But the epic provided more than character sketches and very often, the scripts were allegories to the main epic itself. When Subash Ghai titled his blockbuster Ram Lakhan (1989), he was giving the movie much more than a name. In the movie you could easily spot characters from the epic. Ram Lakhan was Ramayan meets Gunga Jumna (1960). Sooraj Barjatya’s Hum Saath Saath Hain (1999) was a modern day Ramayan. If the likes of Ram Lakhan and Raavan exploited the action streak of the epic, Hum Saath Saath Hain played on the familial bonds enshrined in the epic.
But it is not just the shades of black and white that attracted the script writers. Ramayan came out beautifully with its shades of grey on the silver screen. At the dawn of independence when Mehboob Khan tried to portray the rapid westernisation of the Indian society in his classic Andaz (1948), it was the Ramayan that he referred to. ‘The self-imposed’ Lakshman rekha was depicted through the character of Nargis who brings disaster upon herself by breaking the norms of the society. The Lakshman Rekha made a reappearance when B.R.Chopra opened Gumraah with the story of Sita’s abduction and set the tone for his extramarital drama where the protagonist paid the hard way for having violated the norms of the society. When Justice Raghunath asked his wife to leave the home after she got pregnant, co-incidentally after having spent a night with the dacoit Jagga in Awara, it was Rama’s abandonment of Sita that Raj Kapoor instantly referred to as is evident in the song Zulm Sahe Bhaari, Janak Dulari. When Manoj Kumar cast aspersions on Waheeda Rehman (both of them dramatically named Ram and Sita) in the reincarnation drama Neel Kamal for sleep-walking out of her home every night and showed her the door upon being pregnant, Sita’s exile was reiterated.

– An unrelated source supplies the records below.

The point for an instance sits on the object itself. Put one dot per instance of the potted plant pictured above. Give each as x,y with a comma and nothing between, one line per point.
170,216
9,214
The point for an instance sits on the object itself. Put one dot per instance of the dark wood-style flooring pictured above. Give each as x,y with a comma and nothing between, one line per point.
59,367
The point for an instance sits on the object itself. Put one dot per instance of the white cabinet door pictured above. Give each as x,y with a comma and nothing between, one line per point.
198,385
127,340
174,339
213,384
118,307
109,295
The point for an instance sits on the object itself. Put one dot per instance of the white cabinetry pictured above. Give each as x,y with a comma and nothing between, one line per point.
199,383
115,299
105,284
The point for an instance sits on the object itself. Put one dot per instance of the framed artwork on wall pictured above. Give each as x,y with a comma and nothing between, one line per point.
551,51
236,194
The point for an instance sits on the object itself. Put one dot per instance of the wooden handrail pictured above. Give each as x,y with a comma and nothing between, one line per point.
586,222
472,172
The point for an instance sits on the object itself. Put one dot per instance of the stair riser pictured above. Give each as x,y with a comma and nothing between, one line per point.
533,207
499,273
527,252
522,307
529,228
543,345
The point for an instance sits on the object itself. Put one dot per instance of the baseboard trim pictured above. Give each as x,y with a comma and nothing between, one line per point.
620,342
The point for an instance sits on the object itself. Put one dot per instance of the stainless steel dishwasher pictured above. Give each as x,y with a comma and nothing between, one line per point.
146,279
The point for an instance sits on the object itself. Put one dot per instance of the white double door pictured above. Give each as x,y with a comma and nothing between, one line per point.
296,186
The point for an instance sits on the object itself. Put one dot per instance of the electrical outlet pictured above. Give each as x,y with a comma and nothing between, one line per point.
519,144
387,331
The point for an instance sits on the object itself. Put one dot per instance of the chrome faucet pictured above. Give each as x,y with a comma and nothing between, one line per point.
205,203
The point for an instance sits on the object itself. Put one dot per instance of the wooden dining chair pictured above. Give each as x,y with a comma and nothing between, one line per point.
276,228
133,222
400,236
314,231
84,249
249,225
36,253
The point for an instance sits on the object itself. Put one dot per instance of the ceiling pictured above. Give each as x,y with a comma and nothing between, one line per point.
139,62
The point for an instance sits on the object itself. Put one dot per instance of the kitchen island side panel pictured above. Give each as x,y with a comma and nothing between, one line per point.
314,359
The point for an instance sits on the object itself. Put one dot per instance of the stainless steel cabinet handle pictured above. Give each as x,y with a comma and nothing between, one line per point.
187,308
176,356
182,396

In the 1960s, Meena Kumari, in many of her tear-jerking dramas played the suffering protagonist to the hilt – often playing the stoic daughter, wife, sister and very famously, the sister-in-law – all modelled around Sita as conceptualised by the medieval poets.
The fact of the matter is that Hindi cinema for a long time had been unable to come out of the comfort zone provided by the medieval poets and failed, more often than not, to seek the grey pastures boldly. Valmiki’s Sita was not only aware of her super-human aura but also exercised her will and spoke her mind when required. She not only had the spirit to express her disagreement to her husband but also tactically proved her point. What is refreshing about Mani Ratnam’s Ragini is that she is closer to the Sita of Valmiki than to those of the medieval poets who glorified her as a door-mat wife. Ragini’s reaction to an Agnipariksha is full of revulsion and anger and not silent resignation. In Valmiki’s epic, Sita, humiliated by the words of Ram, seethes with rage and accuses Ram of ignobility. In Ravan, Ragini declares herself to be the medium and cause of the nemesis of Beera. She is not a prisoner of fate, but a cause of action. This take is interesting as Sita has been given her due after a long time, even if it is through an allegory drawn to mixed reviews.